As you pointed out also, your horsepower as viewed on a dyno graph will continue to climb, and especially for a gas engine the max hp rating will usually fall somewhere in the top of its rpm limit. Now because horsepower is a measure of work done within a specific time, our torque may drop, but as rpm increases we can still in fact achieve more work completed due to the rise in rotational speed. Eventually as you will see in the same dyno graphs the horsepower will once again begin to fall off if engine speed increases from there, because at a certain point that continuing drop in torque is going to have an affect on how much work we can complete.
Horsepower may seem like a very abstract idea, but it is very much in fact measurable. The one thing I found interesting when I was completing my schooling is when we learned that horsepower cannot be changed by means of gearing, pulleys, or multipliers. That’s because total work done will always remain the same (assuming constant horsepower output, better example of this would be an electric motor). Torque and speed can be changed with gears, but at the end of the day those have to change together, torque down equals speed up, and vice versa. So no matter what you do with transmissions and gearboxes those two numbers in our equation will not differ. We either produce ample torque at a slow speed, or little torque at a high speed, but the amount of work completed will be equivalent. If you have the right gearing system you could make a 500hp engine have so little torque that it couldn’t turn a door handle, but with no load the end shaft would be turning millions of rpms. This is the same way you could stack up enough gears to make a 5hp Honda put out 500,000 lb/ft of torque, but the end shaft will take 9.5 million years to make one revolution, so at the end of the day even though you’ve made 500,000 lb/ft of torque you still only have 5hp, that number cannot be changed. What’s that old saying, give me a long enough lever and I could turn the earth itself?

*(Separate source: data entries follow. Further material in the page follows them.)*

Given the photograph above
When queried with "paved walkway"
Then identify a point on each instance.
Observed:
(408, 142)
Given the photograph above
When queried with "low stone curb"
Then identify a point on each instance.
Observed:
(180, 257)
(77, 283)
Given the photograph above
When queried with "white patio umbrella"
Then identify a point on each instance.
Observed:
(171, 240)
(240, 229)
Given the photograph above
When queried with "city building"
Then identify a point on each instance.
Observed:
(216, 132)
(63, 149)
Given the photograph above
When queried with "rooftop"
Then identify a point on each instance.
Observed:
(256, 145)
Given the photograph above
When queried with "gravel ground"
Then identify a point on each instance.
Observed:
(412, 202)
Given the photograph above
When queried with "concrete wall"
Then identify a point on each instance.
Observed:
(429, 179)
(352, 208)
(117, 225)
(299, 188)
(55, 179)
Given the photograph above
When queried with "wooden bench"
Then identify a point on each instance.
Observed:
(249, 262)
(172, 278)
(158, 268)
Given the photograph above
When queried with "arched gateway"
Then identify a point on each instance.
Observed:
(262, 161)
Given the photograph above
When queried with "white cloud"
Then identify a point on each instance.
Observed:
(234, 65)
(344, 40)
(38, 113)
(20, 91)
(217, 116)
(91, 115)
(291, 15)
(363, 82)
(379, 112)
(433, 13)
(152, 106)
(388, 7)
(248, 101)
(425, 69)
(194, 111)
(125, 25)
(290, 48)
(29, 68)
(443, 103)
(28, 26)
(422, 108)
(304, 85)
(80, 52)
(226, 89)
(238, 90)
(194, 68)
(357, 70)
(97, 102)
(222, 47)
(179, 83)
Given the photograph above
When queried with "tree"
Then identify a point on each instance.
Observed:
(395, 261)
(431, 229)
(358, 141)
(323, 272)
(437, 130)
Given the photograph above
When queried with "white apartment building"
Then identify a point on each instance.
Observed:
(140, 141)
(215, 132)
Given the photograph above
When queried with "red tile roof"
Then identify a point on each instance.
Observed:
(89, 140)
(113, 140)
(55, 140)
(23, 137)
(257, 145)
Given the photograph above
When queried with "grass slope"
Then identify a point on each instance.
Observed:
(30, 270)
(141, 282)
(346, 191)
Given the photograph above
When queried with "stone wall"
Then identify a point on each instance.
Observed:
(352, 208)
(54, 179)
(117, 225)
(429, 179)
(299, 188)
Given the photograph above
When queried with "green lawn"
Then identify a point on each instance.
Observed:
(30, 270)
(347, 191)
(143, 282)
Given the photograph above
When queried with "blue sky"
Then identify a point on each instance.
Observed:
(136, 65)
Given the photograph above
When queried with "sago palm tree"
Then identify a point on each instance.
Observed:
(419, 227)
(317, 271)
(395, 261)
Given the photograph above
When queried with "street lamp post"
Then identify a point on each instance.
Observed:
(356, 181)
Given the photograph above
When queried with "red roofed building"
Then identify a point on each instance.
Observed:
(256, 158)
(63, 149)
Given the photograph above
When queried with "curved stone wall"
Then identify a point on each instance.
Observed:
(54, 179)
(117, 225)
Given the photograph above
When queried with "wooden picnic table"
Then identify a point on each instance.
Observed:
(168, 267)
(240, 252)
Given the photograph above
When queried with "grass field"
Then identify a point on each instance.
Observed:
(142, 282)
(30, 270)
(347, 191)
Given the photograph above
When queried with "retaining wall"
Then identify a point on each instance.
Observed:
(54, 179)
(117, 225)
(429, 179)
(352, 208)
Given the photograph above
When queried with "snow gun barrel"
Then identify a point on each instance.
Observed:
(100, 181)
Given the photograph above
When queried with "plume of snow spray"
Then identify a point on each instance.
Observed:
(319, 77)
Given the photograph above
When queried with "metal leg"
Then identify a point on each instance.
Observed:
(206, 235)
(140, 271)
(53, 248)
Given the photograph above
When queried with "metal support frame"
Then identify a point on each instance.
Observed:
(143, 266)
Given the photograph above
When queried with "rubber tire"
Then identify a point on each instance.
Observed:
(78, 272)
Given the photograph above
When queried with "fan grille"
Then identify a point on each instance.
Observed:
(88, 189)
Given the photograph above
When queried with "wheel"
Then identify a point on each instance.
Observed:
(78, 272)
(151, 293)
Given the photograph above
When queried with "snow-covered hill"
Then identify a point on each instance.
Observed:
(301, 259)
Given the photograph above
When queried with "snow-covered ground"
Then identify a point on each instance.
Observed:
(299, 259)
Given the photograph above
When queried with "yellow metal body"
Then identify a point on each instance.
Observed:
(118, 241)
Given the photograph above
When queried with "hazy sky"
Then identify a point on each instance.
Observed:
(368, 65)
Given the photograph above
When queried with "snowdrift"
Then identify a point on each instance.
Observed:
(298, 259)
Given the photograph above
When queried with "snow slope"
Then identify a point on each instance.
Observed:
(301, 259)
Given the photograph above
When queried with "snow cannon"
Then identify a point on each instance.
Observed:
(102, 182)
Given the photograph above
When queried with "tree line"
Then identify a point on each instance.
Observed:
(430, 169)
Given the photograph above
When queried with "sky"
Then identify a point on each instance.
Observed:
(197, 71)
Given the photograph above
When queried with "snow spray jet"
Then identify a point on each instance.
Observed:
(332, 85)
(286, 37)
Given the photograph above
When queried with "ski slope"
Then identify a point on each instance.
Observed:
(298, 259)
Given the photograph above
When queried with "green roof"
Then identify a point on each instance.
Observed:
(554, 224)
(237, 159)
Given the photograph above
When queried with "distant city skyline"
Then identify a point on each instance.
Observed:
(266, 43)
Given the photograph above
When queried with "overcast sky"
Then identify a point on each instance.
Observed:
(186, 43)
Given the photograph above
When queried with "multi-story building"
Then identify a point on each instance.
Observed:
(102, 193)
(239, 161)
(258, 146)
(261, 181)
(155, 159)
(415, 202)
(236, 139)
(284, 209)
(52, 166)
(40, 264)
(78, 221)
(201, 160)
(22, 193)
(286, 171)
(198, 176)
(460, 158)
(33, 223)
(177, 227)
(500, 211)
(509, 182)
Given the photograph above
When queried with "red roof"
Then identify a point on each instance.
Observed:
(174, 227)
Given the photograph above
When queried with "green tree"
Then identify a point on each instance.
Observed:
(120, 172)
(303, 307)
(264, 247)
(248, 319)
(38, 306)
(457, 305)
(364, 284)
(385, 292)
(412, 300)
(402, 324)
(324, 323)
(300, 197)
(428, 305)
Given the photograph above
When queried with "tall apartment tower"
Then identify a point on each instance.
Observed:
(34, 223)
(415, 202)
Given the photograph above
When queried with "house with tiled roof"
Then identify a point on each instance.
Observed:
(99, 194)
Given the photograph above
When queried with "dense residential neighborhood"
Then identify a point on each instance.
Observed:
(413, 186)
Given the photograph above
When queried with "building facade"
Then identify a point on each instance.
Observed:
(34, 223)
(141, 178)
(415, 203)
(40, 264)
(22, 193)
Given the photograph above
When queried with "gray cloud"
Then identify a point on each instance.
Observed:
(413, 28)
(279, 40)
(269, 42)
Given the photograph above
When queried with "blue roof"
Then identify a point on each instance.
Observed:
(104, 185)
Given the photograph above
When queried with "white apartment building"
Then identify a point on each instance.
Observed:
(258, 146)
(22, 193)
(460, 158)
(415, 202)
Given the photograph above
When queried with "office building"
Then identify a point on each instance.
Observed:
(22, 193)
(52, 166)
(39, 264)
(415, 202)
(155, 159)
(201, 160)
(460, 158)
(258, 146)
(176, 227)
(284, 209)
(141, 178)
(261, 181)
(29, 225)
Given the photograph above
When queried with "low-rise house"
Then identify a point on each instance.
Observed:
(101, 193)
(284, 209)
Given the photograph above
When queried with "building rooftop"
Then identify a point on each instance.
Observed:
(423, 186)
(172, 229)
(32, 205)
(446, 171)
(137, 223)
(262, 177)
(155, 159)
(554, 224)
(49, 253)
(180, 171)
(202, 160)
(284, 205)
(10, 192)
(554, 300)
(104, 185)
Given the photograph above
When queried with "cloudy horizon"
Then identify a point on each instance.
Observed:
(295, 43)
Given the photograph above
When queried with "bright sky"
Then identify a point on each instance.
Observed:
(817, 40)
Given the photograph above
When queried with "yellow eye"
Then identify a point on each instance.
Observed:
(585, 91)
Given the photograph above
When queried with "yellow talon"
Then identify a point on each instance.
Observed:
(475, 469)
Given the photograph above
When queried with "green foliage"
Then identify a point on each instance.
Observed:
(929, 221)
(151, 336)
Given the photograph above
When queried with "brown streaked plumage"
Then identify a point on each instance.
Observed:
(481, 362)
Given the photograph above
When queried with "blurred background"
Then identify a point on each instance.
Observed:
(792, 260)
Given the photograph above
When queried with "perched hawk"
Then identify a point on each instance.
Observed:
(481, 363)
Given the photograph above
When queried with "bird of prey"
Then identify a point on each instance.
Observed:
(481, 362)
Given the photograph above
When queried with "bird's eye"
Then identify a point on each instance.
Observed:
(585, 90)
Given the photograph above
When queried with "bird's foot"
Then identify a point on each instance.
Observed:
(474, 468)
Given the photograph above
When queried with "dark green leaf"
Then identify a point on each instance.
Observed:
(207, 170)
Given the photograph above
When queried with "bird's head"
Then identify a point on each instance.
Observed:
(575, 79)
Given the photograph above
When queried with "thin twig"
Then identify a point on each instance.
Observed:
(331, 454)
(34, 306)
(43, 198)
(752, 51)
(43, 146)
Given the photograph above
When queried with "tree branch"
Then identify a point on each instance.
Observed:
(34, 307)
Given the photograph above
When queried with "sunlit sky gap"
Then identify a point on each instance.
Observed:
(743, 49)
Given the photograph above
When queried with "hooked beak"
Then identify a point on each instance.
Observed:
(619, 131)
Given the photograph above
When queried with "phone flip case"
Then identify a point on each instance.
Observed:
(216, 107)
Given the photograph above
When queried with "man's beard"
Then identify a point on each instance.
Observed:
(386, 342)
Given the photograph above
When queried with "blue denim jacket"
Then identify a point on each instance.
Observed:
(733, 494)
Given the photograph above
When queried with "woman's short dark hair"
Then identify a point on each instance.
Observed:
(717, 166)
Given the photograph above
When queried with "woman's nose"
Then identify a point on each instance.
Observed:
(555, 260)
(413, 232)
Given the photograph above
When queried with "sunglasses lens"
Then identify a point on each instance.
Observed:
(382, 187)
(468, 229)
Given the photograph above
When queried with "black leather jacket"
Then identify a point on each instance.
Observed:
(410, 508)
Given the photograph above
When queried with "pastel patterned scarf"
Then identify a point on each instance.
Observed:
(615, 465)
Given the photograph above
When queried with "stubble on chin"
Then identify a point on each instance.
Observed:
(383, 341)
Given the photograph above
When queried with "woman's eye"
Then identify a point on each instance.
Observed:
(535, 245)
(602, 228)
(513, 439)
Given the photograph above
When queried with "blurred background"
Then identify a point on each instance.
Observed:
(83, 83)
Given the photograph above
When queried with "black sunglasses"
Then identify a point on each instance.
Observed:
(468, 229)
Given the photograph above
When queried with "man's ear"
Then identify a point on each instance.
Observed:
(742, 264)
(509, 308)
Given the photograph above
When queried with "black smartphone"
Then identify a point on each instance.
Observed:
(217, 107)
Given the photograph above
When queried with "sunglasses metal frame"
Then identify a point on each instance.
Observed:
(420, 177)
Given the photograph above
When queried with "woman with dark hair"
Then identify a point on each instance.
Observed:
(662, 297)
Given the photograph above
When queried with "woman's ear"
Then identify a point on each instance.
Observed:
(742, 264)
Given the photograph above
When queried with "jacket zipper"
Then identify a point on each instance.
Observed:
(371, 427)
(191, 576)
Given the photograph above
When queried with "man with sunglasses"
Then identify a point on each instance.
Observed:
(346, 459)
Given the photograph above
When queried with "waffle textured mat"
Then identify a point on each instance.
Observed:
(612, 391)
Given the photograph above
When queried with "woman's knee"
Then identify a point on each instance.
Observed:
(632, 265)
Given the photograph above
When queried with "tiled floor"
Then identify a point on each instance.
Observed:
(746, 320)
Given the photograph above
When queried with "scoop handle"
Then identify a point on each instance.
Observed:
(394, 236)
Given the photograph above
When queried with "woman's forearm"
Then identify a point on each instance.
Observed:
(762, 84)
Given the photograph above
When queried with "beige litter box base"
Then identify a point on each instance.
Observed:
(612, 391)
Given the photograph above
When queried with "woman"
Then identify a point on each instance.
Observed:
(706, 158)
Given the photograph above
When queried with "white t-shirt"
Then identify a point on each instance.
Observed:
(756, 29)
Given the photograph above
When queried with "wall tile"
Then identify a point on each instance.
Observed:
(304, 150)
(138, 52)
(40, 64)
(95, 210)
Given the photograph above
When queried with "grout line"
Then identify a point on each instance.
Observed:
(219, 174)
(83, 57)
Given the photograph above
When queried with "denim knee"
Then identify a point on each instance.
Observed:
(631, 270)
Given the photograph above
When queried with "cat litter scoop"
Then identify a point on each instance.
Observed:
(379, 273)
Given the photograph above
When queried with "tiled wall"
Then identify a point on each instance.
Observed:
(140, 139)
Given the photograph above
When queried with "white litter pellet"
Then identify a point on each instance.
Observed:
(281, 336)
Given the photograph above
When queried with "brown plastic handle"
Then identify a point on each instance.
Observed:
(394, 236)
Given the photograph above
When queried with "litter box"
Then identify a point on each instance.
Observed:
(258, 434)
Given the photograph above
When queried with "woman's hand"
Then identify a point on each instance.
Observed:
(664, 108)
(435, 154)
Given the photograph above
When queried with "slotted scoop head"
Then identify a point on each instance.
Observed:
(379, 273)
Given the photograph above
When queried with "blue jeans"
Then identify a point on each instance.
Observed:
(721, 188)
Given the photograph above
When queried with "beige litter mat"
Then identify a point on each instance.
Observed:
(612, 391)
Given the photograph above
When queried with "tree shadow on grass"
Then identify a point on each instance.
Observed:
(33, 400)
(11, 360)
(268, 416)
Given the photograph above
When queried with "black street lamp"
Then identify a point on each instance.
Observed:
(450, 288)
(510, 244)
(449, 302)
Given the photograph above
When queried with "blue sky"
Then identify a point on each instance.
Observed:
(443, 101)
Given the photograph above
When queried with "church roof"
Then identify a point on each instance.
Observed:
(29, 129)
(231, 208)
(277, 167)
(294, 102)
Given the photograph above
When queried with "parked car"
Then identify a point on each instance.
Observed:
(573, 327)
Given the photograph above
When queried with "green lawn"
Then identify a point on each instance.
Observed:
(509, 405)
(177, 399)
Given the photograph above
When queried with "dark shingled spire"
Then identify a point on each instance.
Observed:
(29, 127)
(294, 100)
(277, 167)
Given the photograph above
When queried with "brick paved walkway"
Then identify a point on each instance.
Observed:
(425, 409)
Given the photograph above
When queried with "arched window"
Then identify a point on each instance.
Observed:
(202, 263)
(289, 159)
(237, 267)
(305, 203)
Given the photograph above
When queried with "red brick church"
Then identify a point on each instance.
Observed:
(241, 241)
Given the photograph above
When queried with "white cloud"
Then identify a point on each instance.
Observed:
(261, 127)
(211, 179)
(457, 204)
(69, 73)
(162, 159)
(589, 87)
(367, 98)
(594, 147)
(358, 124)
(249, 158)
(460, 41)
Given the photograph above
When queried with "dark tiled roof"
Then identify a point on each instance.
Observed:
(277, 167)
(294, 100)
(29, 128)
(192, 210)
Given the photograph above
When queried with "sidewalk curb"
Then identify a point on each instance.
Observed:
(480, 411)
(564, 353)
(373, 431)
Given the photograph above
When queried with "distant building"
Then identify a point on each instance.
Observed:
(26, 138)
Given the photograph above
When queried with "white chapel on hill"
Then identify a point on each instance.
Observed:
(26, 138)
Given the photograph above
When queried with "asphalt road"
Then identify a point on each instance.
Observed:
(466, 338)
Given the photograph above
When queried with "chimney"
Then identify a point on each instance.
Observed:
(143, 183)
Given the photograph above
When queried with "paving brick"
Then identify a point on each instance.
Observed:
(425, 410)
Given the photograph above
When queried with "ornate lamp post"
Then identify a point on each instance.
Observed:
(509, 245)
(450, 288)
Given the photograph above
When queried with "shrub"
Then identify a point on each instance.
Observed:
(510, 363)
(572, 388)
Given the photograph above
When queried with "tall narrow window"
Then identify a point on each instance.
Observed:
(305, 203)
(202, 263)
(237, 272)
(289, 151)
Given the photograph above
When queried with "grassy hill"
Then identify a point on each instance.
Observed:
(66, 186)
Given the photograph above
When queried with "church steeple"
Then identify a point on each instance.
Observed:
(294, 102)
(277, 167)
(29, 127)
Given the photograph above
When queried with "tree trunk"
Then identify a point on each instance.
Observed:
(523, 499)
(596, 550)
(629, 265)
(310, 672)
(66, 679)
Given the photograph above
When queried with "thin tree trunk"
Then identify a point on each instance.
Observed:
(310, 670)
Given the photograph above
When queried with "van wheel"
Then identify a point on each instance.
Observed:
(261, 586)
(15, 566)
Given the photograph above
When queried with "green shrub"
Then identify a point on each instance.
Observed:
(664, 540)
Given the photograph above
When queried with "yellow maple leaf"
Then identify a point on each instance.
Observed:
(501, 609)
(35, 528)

One of my instructors actually put it very well, he said imagine you have 6 foot wrench, you can put it on a bolt and put as much effort as you want to pull on that wrench. You could pull on it, putting 500 lb/ft of torque on the bolt, but if that bolt doesn’t move, you didn’t put out any horsepower. If it moves slightly, you put out horsepower, you have done work. That’s because in our formula, anything multiplied by or divided by 0, is zero. So zero turning speed means 0 horsepower. In the same way, if a hydraulic motor is stalled so it won’t turn, sure it’s putting out mountains of torque, but it’s jot putting out any horsepower because it isn’t accomplishing any work.
On but off topic, I’ve worked on diesel electric mining dump trucks that, in a manner of speaking, have an onboard dyno. At a standstill you can press a button and tell the truck to load up the generator with the resistor grids used for dynamic braking, and at rated speed the computer will calculate the rpm, current and voltage and give you a live reading of how much horsepower the engine is putting out. It’s very cool and makes trouble shooting a low power engine much easier. It’s also cool to see how much power a Diesel engine makes when it’s cold vs operating temp. From a cold run you can actually lose (on those big engines) up to 500 hp just by the engine being cold, and as it warms up you can see the hp slowly increasing until it eventually reaches its rated output.
Anyhow sorry for the long rant, but I absolutely love this kind of stuff and find it fascinating so I tend to go a little overboard.